Dubai’s Crisis: Implications for Stocks and Global Markets



November 30, 2009 by · Leave a Comment 

Key Points

The biggest near term influence on the direction of risk appetite and global markets appears likely to be the Dubai debt crisis, so we need to evaluate the importance of this past week’s credit scare.

The request to delay repayment on its loans by Nakheel (a real estate development arm of Dubai’s development fund Dubai World) confronts markets with what is potentially the largest sovereign default since the 2001/2002 when Argentina stopped payments on its government bonds.
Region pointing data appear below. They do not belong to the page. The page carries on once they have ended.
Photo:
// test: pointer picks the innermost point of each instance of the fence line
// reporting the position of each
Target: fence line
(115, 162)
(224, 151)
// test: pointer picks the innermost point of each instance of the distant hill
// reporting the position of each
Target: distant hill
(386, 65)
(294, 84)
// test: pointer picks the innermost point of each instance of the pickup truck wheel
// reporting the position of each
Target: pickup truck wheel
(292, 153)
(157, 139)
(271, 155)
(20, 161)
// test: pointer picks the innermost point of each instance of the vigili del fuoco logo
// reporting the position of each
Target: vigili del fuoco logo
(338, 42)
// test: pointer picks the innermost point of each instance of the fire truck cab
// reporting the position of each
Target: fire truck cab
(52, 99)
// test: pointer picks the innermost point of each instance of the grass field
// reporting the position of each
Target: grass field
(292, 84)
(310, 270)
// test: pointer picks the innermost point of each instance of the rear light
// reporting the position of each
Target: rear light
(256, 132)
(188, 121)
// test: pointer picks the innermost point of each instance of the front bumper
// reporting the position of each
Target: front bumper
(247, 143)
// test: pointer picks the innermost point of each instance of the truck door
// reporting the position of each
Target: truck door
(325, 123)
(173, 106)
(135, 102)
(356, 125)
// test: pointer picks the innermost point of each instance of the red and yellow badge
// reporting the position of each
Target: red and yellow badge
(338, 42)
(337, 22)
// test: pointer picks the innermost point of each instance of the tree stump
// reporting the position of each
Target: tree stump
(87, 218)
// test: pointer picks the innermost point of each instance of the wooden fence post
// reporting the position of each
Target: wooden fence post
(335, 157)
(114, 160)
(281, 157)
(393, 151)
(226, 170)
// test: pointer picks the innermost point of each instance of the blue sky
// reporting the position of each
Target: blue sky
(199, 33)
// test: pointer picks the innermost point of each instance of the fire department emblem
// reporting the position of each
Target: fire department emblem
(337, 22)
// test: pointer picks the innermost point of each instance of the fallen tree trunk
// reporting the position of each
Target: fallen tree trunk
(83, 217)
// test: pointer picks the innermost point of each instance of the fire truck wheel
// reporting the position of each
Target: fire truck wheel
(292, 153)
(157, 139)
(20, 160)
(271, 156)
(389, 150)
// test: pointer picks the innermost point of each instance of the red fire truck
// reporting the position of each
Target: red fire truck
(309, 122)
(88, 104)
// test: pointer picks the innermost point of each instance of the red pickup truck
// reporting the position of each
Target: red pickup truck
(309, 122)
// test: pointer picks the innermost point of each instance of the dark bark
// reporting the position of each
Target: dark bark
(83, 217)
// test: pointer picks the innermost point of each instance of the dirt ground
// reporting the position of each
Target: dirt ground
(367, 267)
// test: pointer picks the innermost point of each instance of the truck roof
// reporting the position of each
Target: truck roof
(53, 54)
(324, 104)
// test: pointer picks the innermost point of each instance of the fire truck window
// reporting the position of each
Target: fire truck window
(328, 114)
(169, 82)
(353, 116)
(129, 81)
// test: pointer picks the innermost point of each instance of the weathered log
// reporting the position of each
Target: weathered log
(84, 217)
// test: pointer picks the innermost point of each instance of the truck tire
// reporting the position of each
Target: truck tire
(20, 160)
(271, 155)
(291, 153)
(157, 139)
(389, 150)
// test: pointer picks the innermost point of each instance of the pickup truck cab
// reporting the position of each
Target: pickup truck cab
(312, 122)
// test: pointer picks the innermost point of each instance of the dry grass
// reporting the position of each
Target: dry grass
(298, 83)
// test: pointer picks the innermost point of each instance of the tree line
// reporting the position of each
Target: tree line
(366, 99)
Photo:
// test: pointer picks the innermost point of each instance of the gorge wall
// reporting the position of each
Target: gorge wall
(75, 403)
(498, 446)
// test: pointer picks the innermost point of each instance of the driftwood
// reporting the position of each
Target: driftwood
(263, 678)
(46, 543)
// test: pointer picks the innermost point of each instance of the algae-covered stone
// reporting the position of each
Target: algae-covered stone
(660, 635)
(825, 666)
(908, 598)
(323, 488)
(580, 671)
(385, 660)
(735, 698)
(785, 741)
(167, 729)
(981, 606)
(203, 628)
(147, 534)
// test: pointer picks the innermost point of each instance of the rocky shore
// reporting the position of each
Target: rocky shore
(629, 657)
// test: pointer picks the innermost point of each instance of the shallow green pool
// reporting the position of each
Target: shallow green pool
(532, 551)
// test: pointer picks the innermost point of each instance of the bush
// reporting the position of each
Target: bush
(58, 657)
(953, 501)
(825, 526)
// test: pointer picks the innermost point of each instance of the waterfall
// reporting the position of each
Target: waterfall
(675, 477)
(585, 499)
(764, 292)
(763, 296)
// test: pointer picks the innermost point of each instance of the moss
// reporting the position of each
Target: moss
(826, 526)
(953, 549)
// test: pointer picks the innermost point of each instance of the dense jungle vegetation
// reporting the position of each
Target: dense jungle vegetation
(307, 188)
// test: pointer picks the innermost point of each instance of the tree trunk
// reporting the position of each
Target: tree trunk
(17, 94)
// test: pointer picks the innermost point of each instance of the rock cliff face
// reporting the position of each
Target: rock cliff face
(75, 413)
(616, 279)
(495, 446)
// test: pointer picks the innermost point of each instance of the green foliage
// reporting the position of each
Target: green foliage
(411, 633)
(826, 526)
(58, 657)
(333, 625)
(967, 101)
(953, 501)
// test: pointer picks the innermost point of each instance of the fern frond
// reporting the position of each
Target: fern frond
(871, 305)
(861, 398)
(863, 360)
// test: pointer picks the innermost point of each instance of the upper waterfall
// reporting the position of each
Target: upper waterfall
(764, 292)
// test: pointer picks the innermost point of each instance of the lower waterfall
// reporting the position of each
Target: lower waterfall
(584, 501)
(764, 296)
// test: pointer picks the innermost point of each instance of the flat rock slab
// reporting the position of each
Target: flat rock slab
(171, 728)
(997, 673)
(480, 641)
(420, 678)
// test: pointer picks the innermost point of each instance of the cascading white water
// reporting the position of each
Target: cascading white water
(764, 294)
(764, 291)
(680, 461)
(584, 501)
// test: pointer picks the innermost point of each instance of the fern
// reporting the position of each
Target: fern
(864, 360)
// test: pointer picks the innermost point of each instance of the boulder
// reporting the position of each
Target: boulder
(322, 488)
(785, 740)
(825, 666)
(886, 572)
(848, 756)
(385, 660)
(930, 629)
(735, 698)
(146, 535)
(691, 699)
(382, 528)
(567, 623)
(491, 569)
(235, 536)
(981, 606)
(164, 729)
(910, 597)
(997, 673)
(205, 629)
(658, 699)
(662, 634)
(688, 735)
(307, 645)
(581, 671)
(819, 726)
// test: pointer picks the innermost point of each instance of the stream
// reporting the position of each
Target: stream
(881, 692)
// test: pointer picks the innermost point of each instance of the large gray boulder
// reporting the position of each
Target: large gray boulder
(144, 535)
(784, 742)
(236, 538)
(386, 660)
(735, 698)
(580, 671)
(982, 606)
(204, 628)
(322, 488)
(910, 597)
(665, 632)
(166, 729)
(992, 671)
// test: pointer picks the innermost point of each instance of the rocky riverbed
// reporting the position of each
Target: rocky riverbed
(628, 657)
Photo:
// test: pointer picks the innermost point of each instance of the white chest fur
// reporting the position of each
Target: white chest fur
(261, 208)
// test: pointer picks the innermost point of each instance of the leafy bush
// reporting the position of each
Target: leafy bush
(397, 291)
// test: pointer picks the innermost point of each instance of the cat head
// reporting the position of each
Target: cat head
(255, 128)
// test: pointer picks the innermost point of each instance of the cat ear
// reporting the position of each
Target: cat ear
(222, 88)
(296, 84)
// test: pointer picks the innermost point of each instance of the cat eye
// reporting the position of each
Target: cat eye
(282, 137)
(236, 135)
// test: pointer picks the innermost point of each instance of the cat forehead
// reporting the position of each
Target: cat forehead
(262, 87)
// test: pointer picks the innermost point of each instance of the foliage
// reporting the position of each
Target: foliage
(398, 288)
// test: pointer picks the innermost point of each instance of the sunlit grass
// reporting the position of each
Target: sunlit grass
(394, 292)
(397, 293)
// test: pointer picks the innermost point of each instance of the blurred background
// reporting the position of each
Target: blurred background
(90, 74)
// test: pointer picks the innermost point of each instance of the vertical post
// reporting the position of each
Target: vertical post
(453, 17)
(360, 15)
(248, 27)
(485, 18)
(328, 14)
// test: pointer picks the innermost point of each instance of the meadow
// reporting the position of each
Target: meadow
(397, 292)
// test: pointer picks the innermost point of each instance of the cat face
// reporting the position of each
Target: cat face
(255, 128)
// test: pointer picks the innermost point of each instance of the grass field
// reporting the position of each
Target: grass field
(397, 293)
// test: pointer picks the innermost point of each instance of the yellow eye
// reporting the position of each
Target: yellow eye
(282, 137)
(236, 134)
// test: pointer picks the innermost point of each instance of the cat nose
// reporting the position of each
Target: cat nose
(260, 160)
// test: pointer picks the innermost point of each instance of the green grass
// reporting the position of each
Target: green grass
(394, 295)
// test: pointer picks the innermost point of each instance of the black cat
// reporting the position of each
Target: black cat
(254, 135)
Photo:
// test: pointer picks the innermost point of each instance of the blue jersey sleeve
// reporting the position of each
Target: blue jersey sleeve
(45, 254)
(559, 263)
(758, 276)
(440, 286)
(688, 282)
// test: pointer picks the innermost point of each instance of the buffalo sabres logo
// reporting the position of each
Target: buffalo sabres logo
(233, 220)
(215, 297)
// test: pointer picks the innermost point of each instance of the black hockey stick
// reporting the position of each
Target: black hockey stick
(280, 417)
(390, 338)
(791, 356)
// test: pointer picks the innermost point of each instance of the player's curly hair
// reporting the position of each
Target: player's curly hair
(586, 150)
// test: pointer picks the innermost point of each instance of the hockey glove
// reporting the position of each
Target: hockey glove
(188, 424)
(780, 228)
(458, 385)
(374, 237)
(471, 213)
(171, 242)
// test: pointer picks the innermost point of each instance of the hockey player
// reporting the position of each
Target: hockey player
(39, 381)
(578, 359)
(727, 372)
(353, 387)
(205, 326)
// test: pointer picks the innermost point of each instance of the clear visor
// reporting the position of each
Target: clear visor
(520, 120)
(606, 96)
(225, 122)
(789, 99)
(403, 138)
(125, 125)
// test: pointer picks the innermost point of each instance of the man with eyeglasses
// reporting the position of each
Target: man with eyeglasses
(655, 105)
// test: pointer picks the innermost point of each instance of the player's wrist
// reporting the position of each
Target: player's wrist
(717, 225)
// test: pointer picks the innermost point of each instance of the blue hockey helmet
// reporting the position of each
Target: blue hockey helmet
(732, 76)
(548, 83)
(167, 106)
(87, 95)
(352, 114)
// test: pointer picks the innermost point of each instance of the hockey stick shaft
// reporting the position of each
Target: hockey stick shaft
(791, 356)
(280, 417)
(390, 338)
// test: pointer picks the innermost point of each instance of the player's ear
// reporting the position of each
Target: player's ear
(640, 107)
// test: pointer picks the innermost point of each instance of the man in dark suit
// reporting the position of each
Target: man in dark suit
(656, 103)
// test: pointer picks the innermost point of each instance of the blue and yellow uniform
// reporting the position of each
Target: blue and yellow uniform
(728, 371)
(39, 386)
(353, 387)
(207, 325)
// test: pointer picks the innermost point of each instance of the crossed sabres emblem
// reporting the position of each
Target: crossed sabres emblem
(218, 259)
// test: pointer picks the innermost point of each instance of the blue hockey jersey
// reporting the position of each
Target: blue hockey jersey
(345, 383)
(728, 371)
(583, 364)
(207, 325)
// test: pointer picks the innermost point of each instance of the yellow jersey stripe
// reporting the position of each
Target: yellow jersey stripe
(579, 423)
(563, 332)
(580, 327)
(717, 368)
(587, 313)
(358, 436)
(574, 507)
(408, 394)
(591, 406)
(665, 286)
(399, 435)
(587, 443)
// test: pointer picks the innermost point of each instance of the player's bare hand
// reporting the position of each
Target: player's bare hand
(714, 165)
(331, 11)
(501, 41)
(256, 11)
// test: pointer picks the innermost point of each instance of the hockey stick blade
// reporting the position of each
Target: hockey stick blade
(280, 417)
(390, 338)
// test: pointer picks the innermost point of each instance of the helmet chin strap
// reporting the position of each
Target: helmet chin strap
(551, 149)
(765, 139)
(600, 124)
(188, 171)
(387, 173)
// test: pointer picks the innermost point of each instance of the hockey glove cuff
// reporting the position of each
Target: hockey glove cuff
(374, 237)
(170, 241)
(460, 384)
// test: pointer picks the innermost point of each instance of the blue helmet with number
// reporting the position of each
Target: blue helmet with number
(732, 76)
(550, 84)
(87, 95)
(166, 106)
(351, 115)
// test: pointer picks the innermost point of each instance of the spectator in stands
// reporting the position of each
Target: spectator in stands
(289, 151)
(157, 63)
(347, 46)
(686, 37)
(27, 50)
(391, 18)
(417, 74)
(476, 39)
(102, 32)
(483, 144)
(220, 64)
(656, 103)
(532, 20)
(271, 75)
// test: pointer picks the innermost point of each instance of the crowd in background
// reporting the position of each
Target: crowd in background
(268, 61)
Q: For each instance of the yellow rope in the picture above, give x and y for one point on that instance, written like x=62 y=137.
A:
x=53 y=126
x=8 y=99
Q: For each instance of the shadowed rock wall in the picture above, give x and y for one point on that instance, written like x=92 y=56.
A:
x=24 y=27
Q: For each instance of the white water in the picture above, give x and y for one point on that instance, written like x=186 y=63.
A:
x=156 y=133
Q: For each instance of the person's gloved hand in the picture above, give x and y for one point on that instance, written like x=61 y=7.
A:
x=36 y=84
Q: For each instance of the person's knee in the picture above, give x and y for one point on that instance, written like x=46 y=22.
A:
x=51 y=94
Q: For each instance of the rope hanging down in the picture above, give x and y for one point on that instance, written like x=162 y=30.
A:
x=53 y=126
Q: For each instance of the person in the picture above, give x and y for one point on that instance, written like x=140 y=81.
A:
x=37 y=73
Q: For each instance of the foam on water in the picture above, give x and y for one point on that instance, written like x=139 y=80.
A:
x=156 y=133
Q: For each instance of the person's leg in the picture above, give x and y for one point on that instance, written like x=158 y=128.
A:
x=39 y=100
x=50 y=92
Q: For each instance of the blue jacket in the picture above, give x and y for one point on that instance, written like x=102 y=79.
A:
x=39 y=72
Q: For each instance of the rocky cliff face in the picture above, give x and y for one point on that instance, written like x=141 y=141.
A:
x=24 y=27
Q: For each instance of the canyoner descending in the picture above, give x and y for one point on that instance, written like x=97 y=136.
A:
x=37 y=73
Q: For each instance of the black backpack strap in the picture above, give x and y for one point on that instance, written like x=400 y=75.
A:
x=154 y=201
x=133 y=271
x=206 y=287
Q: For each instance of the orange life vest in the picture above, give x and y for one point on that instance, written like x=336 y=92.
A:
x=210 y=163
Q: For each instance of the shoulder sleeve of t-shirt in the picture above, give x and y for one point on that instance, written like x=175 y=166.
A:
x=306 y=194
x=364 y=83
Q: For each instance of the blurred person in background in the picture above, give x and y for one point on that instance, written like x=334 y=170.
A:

The Dubai default threat does not have the same fundamental complexities as its Argentina’s did, however, context and timing can be everything.

Given that markets are:

  • Sitting atop an extended rally on questionable fundamentals and valuations
  • Nervously remembering how two years ago, a supposedly containable US real estate default crisis metastasized into a near worldwide financial and economic collapse from which they are still trying to recover

A far more dramatic response from the dollar and nearly every other asset class is quite conceivable, thank you.

Market concerns include:

  • There could be “contagion”-type effects that could affect the creditworthiness of related entities, particularly those that have lent to Dubai World. Most of those are either UAE-related or European banks. This isn’t a huge issue, unless it becomes a big European issue — unlikely, but remember that European banks are even more levered than US banks. It’s believed that UK’s RBS, HSBC (HBC), Barclays (BCS), Lloyds (LYG) and Stand Chartered are having large exposures in case of defaults. Who would be affected if these were undermined?